I am afraid I have contrived to lose myself in a long parenthesis. Where was I? O! out walking and happening to meet with Mr. and Mrs. Tincklepaw. She has had a quarrel with her husband at home, and this is how she contrives to let me know it.

"Delightful weather, dear, is it not?" I say, as we shake hands.

"Charming, indeed," says Mrs. Tincklepaw. "Do you know, love, I am so glad you made that remark to me, and not to Mr. Tincklepaw?"

"Really?" I ask. "Pray tell me why?"

"Because," answers the malicious creature, "if you had said it was a fine day to Mr. Tincklepaw, I should have been so afraid of his frowning at you directly, and saying, 'Stuff! talk of something worth listening to, if you talk at all.' What a love of a bonnet you have got on! and how Mr. Tincklepaw would have liked to be staying in your house when you were getting ready to-day to go out. He would have waited for you so patiently, dear. He would never have stamped in the passage; and no such words as, 'Deuce take the woman! is she going to keep me here all day?' would by any possibility have escaped his lips. Don't love! don't look at the shops, while Mr. Tincklepaw is with us. He might say, 'Oh, bother! you're always wanting to buy something!' I shouldn't like that to happen. Should you, dear?"
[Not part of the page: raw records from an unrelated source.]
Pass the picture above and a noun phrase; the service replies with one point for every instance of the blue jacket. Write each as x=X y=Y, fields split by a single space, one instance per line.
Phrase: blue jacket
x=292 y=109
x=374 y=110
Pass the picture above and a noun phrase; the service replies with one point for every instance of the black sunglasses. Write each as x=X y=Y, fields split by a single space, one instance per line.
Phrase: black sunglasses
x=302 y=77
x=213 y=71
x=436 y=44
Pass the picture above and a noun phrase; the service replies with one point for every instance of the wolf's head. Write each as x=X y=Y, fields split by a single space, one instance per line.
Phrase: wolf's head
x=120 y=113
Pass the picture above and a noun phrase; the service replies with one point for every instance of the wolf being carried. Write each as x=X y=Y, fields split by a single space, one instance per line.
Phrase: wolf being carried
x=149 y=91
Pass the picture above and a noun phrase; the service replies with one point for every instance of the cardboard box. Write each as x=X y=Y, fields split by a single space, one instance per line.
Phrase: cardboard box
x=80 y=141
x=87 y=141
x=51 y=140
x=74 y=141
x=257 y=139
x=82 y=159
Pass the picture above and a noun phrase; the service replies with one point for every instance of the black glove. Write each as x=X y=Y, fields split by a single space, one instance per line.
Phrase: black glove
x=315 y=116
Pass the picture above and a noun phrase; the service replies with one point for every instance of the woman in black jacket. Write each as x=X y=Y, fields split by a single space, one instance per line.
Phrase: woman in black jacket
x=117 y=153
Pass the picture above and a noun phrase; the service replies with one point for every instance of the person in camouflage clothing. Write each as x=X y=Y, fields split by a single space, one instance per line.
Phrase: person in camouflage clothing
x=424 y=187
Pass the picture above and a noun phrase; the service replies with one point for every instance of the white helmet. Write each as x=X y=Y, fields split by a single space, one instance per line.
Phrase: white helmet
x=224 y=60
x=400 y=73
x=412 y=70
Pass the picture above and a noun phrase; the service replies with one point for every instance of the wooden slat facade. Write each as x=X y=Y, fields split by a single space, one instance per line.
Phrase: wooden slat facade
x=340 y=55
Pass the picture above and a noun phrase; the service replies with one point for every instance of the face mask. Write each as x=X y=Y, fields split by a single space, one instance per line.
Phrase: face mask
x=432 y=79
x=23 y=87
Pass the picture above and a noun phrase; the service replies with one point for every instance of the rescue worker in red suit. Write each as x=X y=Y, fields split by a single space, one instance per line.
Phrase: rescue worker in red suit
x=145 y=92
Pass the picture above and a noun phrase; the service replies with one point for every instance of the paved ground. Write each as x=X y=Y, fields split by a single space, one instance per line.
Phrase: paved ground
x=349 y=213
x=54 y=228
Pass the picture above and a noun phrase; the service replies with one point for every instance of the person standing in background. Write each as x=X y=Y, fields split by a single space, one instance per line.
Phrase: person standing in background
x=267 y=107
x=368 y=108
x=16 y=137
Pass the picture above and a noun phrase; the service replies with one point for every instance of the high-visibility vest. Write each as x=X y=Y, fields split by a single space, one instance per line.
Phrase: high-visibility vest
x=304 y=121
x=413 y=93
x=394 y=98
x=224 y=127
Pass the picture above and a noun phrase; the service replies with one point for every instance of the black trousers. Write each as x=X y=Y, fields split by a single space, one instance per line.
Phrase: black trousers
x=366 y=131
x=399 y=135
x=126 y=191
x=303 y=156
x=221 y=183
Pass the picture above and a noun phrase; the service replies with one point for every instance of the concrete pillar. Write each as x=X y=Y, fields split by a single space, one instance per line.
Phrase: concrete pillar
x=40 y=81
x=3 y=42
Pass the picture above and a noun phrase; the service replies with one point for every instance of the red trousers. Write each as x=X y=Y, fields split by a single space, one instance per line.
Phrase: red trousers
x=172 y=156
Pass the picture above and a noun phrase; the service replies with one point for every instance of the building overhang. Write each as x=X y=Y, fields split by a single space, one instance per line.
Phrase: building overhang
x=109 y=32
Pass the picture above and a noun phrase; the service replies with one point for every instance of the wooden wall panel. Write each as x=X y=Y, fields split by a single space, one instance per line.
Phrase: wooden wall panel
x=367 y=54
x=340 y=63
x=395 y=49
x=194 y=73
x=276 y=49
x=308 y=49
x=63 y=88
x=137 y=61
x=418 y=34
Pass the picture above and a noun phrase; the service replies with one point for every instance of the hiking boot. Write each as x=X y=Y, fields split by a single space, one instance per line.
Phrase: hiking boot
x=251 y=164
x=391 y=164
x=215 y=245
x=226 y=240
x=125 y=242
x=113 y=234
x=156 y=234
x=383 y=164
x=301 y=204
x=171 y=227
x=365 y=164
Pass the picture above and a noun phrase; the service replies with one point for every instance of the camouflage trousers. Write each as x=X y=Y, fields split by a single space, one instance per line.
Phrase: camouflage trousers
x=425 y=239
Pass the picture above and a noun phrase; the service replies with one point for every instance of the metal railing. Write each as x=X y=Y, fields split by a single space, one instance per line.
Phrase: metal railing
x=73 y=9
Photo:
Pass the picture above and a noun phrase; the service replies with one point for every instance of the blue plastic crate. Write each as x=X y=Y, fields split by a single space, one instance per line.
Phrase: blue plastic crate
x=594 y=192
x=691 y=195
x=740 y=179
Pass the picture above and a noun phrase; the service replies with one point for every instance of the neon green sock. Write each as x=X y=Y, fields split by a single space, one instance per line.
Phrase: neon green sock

Once more. Say I meet Mr. and Mrs. Tincklepaw at a dinner-party, given in honour of a bride and bridegroom. From the instant when she enters the house, Mrs. Tincklepaw never has her eye off the young couple. She looks at them with an expression of heart-broken curiosity. Whenever they happen to speak to each other, she instantly suspends any conversation in which she is engaged, and listens to them with a mournful eagerness. When the ladies retire, she gets the bride into a corner; appropriates her to herself for the rest of the evening; and persecutes the wretched young woman in this manner:—

"May I ask, is this your first dinner, since you came back?"

"O, no! we have been in town for some weeks."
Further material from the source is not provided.